Quella che ne esce è un istantanea davvero desolante, in primis sul dato più eclatante: il 50% degli intervistati ha dichiarato di non essere stato contattato né da assistenti sociali, né dai centri diurni, né dalla scuola. Non stupisce, quindi, che Il 70% dei caregiver familiari intervistati hanno evidenziato una condizione di salute con patologie e con evidente carico di stress e ansia.

Riportiamo alcuni tra i dati più allarmanti rilevati dall’indagine CONFAD.

SCUOLA

Nel caso di persona con disabilità frequentante la scuola, i caregiver familiari hanno dichiarato nel 45% dei casi di non aver ricevuto nessuna assistenza scolastica in remoto e nel 35% solo da una a tre volte la settimana.
Dalle rilevazioni emerge come il 94% degli alunni con disabilità partecipi alla DAD solo grazie all’impegno del caregiver familiare che presta assistenza per facilitare le operazioni di collegamento e si sostituisce in presenza all’insegnante di sostegno per la facilitazione e la semplificazione delle attività di classe.
Probabilmente per questo motivo il 78% dei caregiver familiari dichiara la DAD inadeguata e non individualizzata.

CENTRI E SERVIZI
Anche la chiusura dei centri ha avuto ripercussioni pesantissime sulle famiglie, nonostante in alcuni casi si siano convertite alcune attività da remoto.
Il 65% degli intervistati ha dichiarato di non aver avuto nessun contatto con i centri di riferimento della persona non autosufficiente accudita: la conseguenza è che nessun servizio è stato attivato. Fisioterapia, logopedia, infermieri, oss, educatori: nulla di nulla.
E nel 74% dei casi, nemmemo l’offerta di assistenza da remoto.
Anche i servizi sul territorio hanno evidenziato uno stato di estrema carenza dal momento che nell’80% dei casi i servizi sul territorio non erano previsti o comunque sono stati bruscamente interrotti.

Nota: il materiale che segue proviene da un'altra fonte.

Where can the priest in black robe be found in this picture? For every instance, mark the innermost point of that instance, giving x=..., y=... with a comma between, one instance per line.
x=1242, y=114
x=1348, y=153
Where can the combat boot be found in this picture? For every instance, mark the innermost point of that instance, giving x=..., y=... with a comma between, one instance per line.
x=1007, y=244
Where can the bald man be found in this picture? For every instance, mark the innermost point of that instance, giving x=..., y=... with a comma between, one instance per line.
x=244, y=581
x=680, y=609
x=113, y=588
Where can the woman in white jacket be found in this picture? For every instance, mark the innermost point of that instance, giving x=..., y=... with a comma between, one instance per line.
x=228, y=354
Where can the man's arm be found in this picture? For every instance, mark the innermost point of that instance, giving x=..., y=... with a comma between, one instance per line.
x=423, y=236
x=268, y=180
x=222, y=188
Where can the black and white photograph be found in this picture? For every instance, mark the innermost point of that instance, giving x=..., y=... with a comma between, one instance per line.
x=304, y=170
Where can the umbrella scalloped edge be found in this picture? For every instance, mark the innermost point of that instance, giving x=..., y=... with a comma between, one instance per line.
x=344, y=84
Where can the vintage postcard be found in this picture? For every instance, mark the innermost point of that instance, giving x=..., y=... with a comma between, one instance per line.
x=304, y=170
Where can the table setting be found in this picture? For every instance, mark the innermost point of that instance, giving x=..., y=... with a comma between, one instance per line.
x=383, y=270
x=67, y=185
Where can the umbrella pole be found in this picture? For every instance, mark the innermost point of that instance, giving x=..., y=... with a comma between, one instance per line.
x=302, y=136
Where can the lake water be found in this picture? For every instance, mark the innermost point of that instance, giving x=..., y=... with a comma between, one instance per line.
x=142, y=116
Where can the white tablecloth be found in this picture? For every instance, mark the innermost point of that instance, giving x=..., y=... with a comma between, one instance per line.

LE CONSEGUENZE PER I CAREGIVER
Questi dati non fanno che confermare quello che già i caregiver familiari hanno sempre denunciato nella fase 1: un abbandono. 
Le rilevazioni del questionario lo attestano: per il 90% dei casi il carico di accudimento del caregiver familiare nel periodo in esame è diventato più gravoso, al punto che nell’86% dei casi i caregiver familiari intervistati hanno dichiarato di aver subito un danno fisico/emotivo in questo periodo.
Non stupisce, quindi, che nel 71% dei casi i caregiver familiari non si sentano supportati dalle Istituzioni e nel 24% si sentano supportati poco.

IL GIUDIZIO SUI PROVVEDIMENTI
Solo il 2% dei caregiver familiari lavoratori ha giudicato sufficienti i provvedimenti previsti dai Decreti
per i caregiver familiari. Mentre per i caregiver familiari non lavoratori solo il 3,1% ha dichiarato di aver ricevuto sostegni economici, quali pacchi spesa e buoni spesa.

LE RICHIESTE PER LA SALUTE
Ma a preoccupare i caregiver è anche una eventuale loro malattia in caso di contagio da Covid-19:
il 94% dei caregiver intervistati ha dichiarato di voler un supporto domiciliare con tutti i presidi di sicurezza per la persona non autosufficiente accudita e che quest’ultima non venga trasferita in RSA. Così come forte è l’esigenza per i caregiver familiari, al 73%, di vedere attuata la possibilità di accompagnare e proseguire nelle cure del familiare non autosufficiente in caso di ricovero in struttura ospedaliera di quest’ultimo per contagio COVID-19.